Ölüm geride kalanlar için büyük ve sesli bir olaydır, hele de ölen kişi yakınınızsa. Karakter hasta yatağında annesinin hastalığı ve ölümüne gidiyor sürekli. Kitabın olayı bu. Anlatıcıdan annenin ölümüne gittikçe ölümün sesini duyurmasını istiyorsunuz ama anlatıcı bu olayı geriye itiyor, betimlemelerin arasında bir iki cümleyle geçiştiriyor. Olayın geri planda olmasının yanında anlatıcı-kişinin de (Yeni Roman akımına uygun olarak) geri planda olduğunu görüyoruz. Peki, ne ön planda? Tabii ki nesne. Tramvayın içi, geçtiği yerler, kaldığı odalar, gördüğü tabloların tasvirinin çok detaylı olarak bize sunulduğunu görüyoruz.
Tramvay kitabında biçim ve zaman:
İncelemeye başlarken kitabın biçiminden bahsetmiştim. Yeni Roman akımına uygun, geleneksel biçimden tamamen farklı bir kitap olarak karşımıza çıkıyor. Parantezler, ara cümleler, parantez içi parantezler, geçmişten şimdiye dönerken cümlenin üç nokta ya da küçük harfle başlaması yeni biçimler arayışının en büyük göstergesi.
Claude Simon diyor ki, hep aynı çizgide ve hep aynı süredizimsel bir biçimde gelişen anlatı gerçekçi bir anlatı değildir, çünkü, böylece ulaşılan sonuçların her zaman tartışılabilir olması bir yana, zaten biz günlük olayları bir süreklilik olarak algılayamayız; olaylar hep parçasal ve süreksiz olarak karşımıza çıkar. Bu düşüncesinin kitapta sonuna kadar arkasında durduğunu söyleyebilirim. İç içe geçmiş zamansal parçaların içinde bir geçmişteyiz, bir şimdide. Bu geçişleri yaparken de tramvayı bir simge olarak kullandığını unutmayalım.

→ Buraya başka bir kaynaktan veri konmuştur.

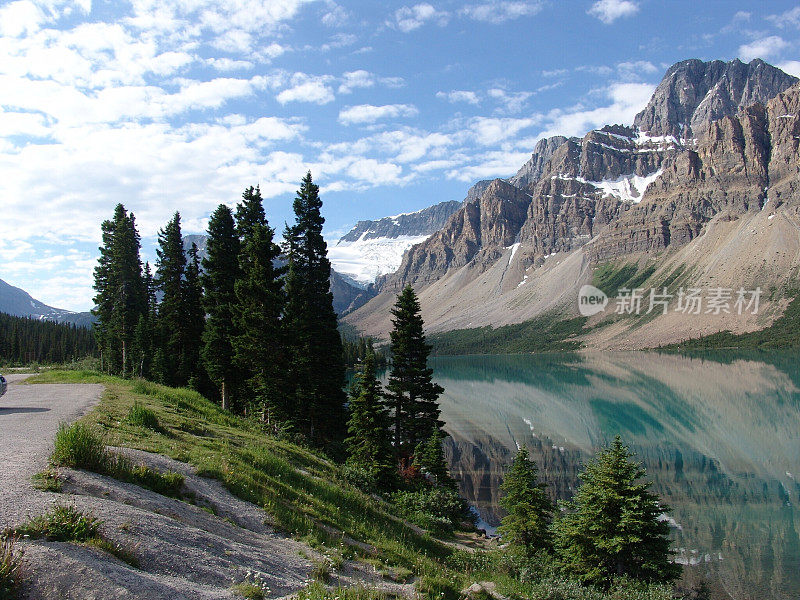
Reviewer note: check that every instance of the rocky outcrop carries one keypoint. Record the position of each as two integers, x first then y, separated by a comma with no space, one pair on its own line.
738,165
423,222
694,94
19,303
532,170
485,226
578,187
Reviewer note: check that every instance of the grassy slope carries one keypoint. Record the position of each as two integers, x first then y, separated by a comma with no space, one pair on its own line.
784,333
304,495
543,334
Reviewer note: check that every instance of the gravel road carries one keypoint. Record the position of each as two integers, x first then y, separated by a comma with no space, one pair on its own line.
29,419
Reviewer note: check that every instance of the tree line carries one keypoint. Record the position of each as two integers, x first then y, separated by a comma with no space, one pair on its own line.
613,527
27,340
251,325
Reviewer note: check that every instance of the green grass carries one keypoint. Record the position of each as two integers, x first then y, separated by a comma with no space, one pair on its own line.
548,333
303,493
784,333
65,523
317,591
79,446
10,567
48,481
142,416
248,590
610,277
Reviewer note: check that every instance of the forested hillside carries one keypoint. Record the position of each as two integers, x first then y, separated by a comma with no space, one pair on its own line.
27,340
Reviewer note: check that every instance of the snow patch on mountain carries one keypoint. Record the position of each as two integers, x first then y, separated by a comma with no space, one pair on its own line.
365,259
628,188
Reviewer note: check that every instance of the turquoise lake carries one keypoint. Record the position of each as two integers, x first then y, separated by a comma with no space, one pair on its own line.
719,436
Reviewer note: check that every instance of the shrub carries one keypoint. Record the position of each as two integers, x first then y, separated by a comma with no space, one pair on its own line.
62,524
439,508
359,477
10,568
78,446
141,416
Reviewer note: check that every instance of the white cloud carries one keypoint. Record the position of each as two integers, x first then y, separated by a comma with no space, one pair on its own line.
488,131
627,99
306,88
356,79
501,11
229,64
609,11
409,18
512,102
792,67
367,113
790,18
459,96
20,18
635,70
762,48
371,170
491,164
336,16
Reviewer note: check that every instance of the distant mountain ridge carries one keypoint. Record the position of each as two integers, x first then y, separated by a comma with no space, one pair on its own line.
19,303
709,165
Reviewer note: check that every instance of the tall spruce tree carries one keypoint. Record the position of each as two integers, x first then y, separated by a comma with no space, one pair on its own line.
170,271
530,512
194,323
413,397
121,295
429,457
368,445
317,365
220,272
612,527
258,344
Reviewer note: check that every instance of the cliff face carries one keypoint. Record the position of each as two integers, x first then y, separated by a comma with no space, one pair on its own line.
423,222
485,225
576,188
531,171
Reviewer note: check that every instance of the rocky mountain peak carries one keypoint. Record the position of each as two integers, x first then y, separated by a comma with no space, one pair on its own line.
693,94
532,170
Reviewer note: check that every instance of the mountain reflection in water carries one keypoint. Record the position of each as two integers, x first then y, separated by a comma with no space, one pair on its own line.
718,434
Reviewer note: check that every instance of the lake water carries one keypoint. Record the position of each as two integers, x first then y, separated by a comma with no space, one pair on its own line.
718,435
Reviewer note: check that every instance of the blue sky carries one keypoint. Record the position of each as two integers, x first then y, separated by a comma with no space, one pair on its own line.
169,105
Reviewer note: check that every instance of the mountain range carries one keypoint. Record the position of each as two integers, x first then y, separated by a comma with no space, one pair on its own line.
18,302
699,191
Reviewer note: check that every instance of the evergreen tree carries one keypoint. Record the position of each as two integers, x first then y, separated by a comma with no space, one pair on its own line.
220,271
429,457
121,295
258,346
527,524
368,444
612,527
317,366
170,270
412,394
146,328
194,323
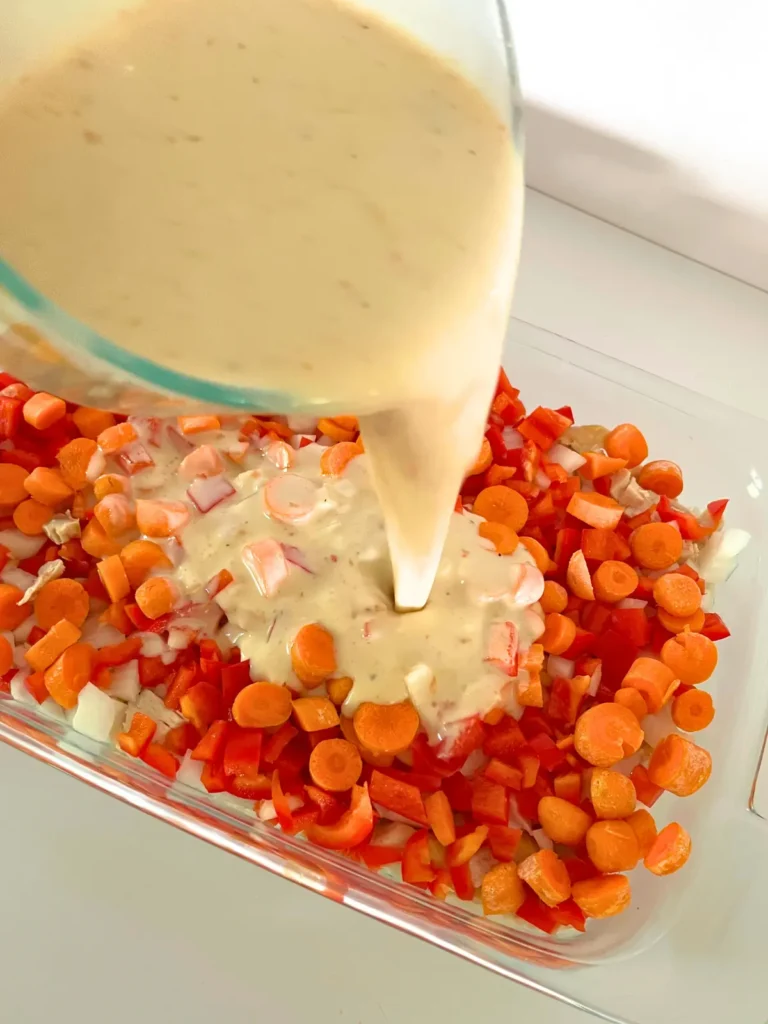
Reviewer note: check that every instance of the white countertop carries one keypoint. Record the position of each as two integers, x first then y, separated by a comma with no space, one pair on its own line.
110,915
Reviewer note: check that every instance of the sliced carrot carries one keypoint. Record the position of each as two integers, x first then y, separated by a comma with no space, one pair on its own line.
559,633
679,766
563,821
12,491
607,733
386,728
626,441
314,714
313,654
613,581
56,640
596,510
96,543
111,483
198,424
677,594
31,516
612,794
692,711
600,465
70,673
656,545
156,597
160,518
644,827
662,477
440,817
11,613
113,438
61,599
691,657
602,897
670,851
547,876
335,765
112,574
43,410
483,460
336,458
502,536
611,846
339,689
140,558
6,655
501,504
676,624
502,890
92,422
578,578
538,552
652,680
74,460
628,696
115,513
262,706
554,598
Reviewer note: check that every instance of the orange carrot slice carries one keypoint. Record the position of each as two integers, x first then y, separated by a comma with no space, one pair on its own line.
386,728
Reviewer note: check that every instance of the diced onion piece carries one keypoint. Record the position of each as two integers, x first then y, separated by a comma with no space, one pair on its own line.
207,493
560,668
562,456
97,715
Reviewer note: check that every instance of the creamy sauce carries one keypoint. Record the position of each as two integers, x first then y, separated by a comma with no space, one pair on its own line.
289,195
338,576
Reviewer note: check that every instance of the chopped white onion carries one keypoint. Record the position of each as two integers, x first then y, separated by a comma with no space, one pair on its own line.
545,843
124,683
19,545
560,668
97,715
512,438
206,493
562,456
17,578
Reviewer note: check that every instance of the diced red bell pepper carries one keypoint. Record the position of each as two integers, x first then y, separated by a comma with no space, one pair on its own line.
550,757
458,788
544,426
235,677
417,860
161,759
504,774
463,885
351,828
211,747
489,802
399,797
569,914
647,792
202,705
504,841
503,739
633,625
242,751
538,913
715,628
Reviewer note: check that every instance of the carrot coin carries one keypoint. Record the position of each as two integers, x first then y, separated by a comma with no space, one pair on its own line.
502,504
626,441
691,657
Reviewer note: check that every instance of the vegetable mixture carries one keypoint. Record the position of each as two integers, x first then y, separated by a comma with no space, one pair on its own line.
532,808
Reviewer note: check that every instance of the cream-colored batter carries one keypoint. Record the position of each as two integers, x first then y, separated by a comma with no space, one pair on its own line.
285,194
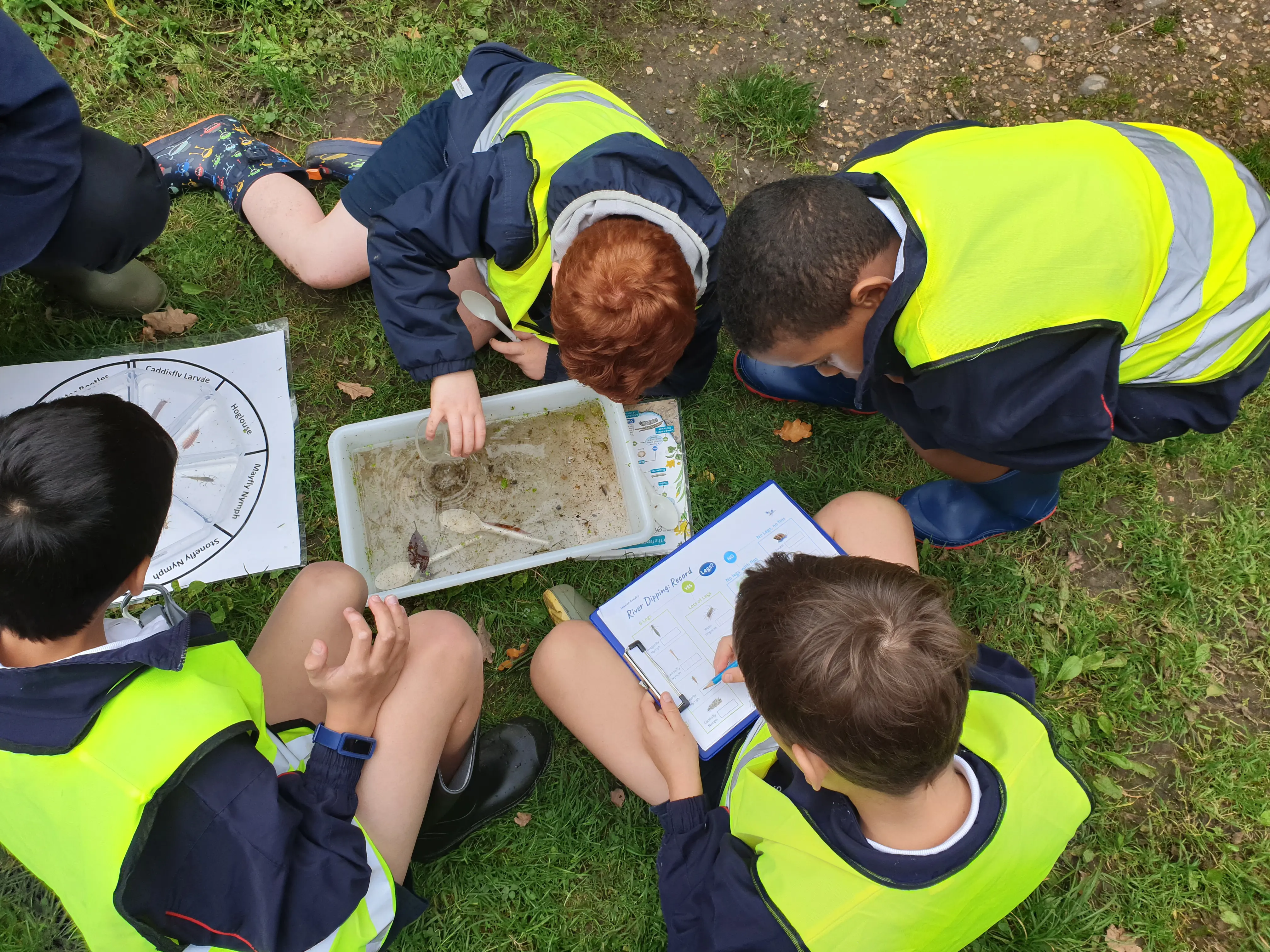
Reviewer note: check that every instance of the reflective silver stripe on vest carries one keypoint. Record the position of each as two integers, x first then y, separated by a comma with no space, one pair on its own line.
1181,292
1223,329
1191,253
768,747
519,103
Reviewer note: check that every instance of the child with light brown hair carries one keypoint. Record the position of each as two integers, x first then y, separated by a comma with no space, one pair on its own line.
531,186
900,790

Sonuç olarak, Yeni Roman’ın yenilik anlayışına çok yakın olduğunu görüyoruz kitabın. Yeni Roman akımını bir tarafa bırakalım. Her okurun farklı anlayışlarla kitapları seçtiğini düşündüğümüzde bu kitap iki şey için okunabilir. İlki, yazarın Nobel Ödülü sahibi olması ve ülkemizde tek kitabının yayımlanması. İkincisi ise farklı tarzda kitap okumayı sevenler için gerçekten farklı olması. Ben akımı daha net kavramak için okudum. Siz Yeni Roman’ı boş verin bu iki seçenekten en az birisi için okuyun. Keyifli okumalar.